Since the RoPA working group reported there has been one change of Housing Secretary and two changes of Housing Minister - plus a change of Prime Minister. The General Election, Brexit issues and now Coronavirus have taken up substantial government time in the interim.
Now Lord Best has told the BBC: "We need you to get your head around these recommendations and get on with it.”
He has reiterated his belief that agents remain largely unregulated in a world where regulation and transparency permeate many other industries.
He told the BBC over the weekend that acting as a property agent without a licence should be a criminal offence.

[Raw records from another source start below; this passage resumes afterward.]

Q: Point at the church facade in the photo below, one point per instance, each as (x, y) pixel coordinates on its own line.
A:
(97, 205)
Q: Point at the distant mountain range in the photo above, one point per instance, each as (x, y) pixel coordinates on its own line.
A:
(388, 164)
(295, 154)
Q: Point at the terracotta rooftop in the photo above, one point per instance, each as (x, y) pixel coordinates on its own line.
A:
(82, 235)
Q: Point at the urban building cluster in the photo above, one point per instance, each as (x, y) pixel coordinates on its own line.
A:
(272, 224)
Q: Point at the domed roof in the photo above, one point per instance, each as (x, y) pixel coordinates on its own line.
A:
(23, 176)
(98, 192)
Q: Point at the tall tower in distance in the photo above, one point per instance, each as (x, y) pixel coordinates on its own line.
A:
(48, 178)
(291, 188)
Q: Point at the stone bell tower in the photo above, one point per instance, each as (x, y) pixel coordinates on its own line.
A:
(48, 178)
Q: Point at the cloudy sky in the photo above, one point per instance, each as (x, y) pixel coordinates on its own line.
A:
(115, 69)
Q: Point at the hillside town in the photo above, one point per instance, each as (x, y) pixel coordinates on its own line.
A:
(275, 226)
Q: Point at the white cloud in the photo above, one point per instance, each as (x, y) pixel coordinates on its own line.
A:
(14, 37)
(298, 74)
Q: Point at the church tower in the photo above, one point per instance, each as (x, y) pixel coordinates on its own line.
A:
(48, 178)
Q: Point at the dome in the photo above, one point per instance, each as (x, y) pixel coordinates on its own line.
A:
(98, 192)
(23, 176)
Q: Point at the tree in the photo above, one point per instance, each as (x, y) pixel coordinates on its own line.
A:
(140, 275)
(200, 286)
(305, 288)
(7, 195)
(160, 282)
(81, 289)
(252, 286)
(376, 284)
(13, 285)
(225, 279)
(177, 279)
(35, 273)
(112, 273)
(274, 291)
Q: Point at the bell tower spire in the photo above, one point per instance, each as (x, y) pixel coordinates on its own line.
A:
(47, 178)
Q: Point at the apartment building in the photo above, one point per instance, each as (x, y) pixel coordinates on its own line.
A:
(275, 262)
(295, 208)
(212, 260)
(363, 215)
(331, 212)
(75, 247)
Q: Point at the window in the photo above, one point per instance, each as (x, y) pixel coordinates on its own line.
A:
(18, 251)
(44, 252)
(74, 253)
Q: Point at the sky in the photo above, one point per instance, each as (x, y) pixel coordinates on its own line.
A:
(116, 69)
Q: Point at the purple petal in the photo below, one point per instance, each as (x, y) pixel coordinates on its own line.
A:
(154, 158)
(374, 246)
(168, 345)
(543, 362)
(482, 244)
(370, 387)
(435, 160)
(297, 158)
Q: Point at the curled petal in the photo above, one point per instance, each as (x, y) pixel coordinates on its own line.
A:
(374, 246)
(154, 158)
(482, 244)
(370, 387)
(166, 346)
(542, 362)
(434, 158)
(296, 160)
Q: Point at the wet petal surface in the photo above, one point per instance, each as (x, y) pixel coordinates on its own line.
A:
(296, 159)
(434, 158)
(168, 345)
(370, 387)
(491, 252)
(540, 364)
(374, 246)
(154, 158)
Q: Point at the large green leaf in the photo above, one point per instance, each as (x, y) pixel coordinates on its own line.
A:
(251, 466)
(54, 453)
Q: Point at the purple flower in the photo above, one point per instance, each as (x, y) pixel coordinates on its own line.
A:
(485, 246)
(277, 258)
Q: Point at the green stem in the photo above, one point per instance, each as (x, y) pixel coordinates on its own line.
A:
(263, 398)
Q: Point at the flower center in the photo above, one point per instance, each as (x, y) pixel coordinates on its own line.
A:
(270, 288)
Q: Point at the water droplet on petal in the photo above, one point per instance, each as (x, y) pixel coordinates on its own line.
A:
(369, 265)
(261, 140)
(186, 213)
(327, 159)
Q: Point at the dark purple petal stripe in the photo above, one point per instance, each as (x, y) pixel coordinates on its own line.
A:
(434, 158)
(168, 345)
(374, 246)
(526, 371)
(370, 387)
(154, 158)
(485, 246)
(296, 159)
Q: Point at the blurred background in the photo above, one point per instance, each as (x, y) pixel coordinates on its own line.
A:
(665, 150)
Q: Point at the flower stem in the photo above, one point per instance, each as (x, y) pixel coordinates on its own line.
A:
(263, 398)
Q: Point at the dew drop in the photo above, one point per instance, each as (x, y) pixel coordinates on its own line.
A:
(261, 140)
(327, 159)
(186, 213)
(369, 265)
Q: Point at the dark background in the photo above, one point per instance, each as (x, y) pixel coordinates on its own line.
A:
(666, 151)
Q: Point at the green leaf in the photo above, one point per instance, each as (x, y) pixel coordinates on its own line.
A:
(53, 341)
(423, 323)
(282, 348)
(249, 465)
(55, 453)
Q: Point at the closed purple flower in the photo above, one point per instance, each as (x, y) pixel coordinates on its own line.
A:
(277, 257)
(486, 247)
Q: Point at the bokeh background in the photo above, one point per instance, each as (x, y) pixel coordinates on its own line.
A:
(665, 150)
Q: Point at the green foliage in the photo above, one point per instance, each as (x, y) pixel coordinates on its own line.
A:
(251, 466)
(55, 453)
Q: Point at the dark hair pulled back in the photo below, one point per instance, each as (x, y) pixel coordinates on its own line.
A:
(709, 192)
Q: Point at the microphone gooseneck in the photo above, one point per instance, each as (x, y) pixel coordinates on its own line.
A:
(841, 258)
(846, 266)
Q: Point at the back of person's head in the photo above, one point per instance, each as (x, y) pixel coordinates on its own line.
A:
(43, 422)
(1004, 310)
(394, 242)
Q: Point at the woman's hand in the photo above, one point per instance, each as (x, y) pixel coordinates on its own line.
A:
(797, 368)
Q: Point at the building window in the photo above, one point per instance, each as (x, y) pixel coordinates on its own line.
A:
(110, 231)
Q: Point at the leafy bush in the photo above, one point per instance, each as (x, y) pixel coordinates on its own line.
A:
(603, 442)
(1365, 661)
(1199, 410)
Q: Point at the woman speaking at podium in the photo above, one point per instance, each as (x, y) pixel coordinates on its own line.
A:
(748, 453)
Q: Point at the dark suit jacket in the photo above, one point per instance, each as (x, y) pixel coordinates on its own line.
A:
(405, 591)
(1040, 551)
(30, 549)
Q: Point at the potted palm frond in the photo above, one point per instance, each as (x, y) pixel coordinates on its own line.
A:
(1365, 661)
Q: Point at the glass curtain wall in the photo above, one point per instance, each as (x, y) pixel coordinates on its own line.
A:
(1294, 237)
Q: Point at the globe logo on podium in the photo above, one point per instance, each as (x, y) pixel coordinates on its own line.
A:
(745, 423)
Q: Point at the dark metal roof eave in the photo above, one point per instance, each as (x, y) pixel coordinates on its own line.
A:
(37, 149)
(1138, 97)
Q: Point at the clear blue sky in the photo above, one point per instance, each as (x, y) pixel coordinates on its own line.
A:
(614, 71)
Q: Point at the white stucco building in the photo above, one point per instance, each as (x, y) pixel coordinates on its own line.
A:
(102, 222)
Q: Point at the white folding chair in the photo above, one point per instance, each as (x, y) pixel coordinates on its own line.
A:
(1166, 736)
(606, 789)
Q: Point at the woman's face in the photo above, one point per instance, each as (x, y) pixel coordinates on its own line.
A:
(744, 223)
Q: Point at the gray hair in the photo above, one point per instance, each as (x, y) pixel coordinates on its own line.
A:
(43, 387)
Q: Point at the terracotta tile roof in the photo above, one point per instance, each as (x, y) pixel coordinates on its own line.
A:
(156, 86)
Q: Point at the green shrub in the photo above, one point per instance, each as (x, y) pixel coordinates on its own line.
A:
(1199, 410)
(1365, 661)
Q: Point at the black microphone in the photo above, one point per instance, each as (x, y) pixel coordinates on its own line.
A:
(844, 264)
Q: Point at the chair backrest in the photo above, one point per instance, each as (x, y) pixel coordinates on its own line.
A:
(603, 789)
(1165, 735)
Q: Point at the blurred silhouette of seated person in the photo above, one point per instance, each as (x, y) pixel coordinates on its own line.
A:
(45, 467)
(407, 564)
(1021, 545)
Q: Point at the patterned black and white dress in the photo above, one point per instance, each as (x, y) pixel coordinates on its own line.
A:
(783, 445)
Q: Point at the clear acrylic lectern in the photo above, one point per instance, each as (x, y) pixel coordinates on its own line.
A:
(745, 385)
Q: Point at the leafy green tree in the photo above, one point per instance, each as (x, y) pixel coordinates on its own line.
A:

He says: ”At the moment anybody can set up shop and the next morning be operating as an agent … They can take quite a lot of money off you... and they aren't regulated …. Lawyers or accountants have proper qualifications and are properly regulated but not property agents.”
Lord Best’s recommendation have been supported by the National Association of Estate Agents, the Association of Residential Letting Agents, the Guild of Property Professionals, The Property Ombudsman and the Property Redress System plus other industry and consumer bodies.
All are backing Lord Best’s call for ministers to "get on" with implementing his ideas.
The Ministry of Housing, Communities and Local Government told the BBC at the weekend: "The government is committed to raising professionalism amongst property agents and welcomes the work of the independent Regulation of Property Agents working group, chaired by Lord Best. We will respond to the group's final report following careful consideration."
The issue was discussed on the most recent edition of the Radio 4 programme Money Box - you can listen to it here.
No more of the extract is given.